Quantas vezes fora dormir cheio de ideias que se perderam em meio ao reino onírico e jamais foram reavidas quando de lá retornou. O sonho era como tomar um gole das águas do rio Lete.
De olhos cerrados as Nornas descansavam e deixavam que os fios do destino do escritor corressem sabendo que o que se vivia ou criava no inconsciente pouco retornava para o mundo consciente.
Porém foi de tanto mergulhar e de mal voltar a si que preso entre os mundos durante dias de sono profundo e vigília semiconsciente que as Portas da Percepção se abriram e um novo escritor, este que agora lhes fala, surgiu.
Renovado, ainda marcado pela pressão dos tempos tétricos, entretanto com a arte novamente tornando-se a minha forma de lidar com o impossível como Picasso e sua Guernica, me reencontro com o poeta em mim para tomar as rédeas do que me resta ainda de vida para que as Moiras possam desenrolar grandes histórias e assim os meus escritos possam ecoar eternamente no universo virtual.

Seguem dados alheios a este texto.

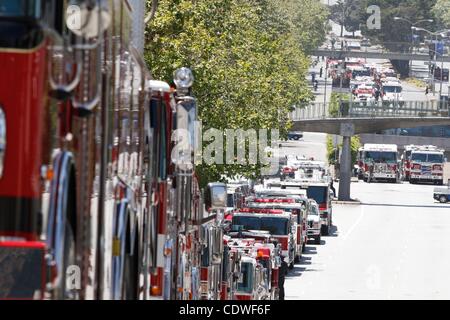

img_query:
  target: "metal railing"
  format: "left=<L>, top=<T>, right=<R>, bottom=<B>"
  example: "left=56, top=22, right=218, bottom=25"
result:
left=291, top=100, right=450, bottom=120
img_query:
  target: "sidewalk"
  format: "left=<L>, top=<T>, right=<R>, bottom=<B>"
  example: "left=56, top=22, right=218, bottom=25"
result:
left=308, top=58, right=333, bottom=104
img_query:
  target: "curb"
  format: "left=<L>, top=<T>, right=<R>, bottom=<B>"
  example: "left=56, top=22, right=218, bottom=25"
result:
left=332, top=199, right=361, bottom=205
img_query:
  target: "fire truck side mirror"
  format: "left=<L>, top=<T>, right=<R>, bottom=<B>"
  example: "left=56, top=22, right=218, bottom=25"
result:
left=205, top=183, right=227, bottom=211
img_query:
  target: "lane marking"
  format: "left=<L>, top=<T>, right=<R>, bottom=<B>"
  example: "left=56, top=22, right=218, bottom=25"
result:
left=342, top=206, right=365, bottom=241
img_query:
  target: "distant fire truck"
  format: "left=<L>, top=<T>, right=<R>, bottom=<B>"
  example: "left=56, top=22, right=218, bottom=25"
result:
left=408, top=146, right=446, bottom=185
left=0, top=0, right=230, bottom=301
left=232, top=209, right=297, bottom=269
left=224, top=236, right=282, bottom=300
left=357, top=144, right=400, bottom=183
left=401, top=145, right=420, bottom=181
left=245, top=198, right=308, bottom=262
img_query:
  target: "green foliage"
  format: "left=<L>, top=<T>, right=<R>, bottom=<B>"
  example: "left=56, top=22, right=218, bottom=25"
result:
left=329, top=92, right=350, bottom=117
left=327, top=135, right=361, bottom=165
left=433, top=0, right=450, bottom=28
left=330, top=0, right=365, bottom=34
left=145, top=0, right=328, bottom=186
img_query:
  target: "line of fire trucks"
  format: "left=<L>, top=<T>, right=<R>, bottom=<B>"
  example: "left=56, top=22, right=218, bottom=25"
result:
left=355, top=144, right=447, bottom=185
left=328, top=57, right=404, bottom=105
left=214, top=160, right=334, bottom=300
left=0, top=0, right=335, bottom=301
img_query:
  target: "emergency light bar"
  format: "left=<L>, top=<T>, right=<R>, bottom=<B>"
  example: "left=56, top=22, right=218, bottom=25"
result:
left=252, top=198, right=295, bottom=203
left=238, top=208, right=285, bottom=214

Peço desculpas a mim mesmo pelo hiato entre o último texto e este, todavia a escrita está em mim como o sangue a correr nas minhas veias de maneira que assim como é impossível desassociar a tinta do papel, a arte em mim é perpétua.
Não vou mais desperdiçar o meu tempo sem escrever.
Porque mais importante do que ter alguém que leia e compartilhe os meus pergaminhos digitais é a necessidade de parir o que em mim é gerado.
Sou um reflexo do mundo e sofro com ele e mesmo em seu pior momento não posso evitar de regurgitar versos e parágrafos, mesmo que eles sejam como o quadro de Dorian Gray que registram em si todos os pecados e dores do seu autor e da humanidade.
"O Homem que entre lobos sente inevitável necessidade de também ser Fera..."
A minha escrita sempre teve como objetivo me ajudar a lidar com o mundo nem que para isso tenha que destruir um pouco do mundo no processo.
Não quero ajudar ninguém, caro leitor. Quero é que você se destrua. E de suas ruínas surja um leitor melhor e mais crítico tanto quanto eu sou ao reler os meus textos.
Inspirando orgulho ou vergonha eles são meus, minhas belas aberrações que refletem o mundo tortuoso que em mim habita e que habito.
Deixemos os tentáculos anestesiantes da infelicidade para trás porque é isso que os imbecis querem.
Um mundo sem arte onde eles possam ser os únicos tecelões de ideias e palavras.
E eu me recuso a deixar esta tarefa para tão baixos seres.
Prefiro escrever e arcar com as consequências de pensar por mim mesmo ao cabresto intelectual de cultuar um mito que reduz seus seguidores a uma massa cega, surda e burra.
Sendo assim se preparem que pretendo ainda escrever muita bobagem gozando da liberdade que me é de direito e quem não gostar que volte à Caverna de Platão para ser esquecido na escuridão da ignorância.